Developer’s Corner: QPACK Mnemonic Technique
To index or not to index?
– Prince Hamlet (paraphrased)
QPACK is the mechanism used to compress headers (or, to use the new nomenclature, “fields”) in HTTP/3. QPACK, while based on HPACK, was designed specifically for HTTP/3: it takes advantage of the properties of the transport protocol (QUIC).
We wrote our own library, ls-qpack, that implements QPACK. The library’s origins go back to 2017, for we participated in the development of the QPACK specification itself. That is when we developed the QPACK Mnemonic Technique.
The goal of QPACK is to reduce the space taken up by HTTP headers.

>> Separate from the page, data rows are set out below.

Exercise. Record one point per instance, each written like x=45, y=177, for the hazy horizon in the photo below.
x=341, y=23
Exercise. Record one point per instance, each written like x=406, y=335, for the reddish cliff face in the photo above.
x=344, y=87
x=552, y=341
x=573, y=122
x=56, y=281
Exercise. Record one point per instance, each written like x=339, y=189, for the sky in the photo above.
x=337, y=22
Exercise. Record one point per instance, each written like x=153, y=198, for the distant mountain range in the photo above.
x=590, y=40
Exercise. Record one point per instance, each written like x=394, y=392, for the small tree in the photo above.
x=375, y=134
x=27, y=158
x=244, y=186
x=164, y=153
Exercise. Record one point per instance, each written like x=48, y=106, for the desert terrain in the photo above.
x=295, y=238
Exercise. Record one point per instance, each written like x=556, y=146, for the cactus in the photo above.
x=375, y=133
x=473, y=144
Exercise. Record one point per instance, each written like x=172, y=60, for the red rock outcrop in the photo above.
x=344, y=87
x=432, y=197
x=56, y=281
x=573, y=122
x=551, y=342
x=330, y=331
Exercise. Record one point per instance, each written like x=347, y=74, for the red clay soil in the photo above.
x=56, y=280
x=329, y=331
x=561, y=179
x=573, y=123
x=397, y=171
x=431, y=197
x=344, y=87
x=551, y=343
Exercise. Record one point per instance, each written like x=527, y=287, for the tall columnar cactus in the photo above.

Smaller size translates to higher throughput and better user experience. Effectiveness of data compression is expressed as compression ratio, defined in Data Compression, 4th ed by David Solomon as size of output divided by size of input.
Thus, for example, if you compare a string “LiteSpeed” to “ls”, the compression ratio is 2/9, or about 0.22. The smaller the number, the better the compression performance.
QPACK compresses headers in two ways:
- Individual header names and values are compressed using Huffman coding. HTTP headers in normal web applications get compressed with a compression ratio of about 0.7.
- Headers are added to a dictionary. The dictionary — called the dynamic table — can then be used to represent whole headers, achieving a much higher compression ratio.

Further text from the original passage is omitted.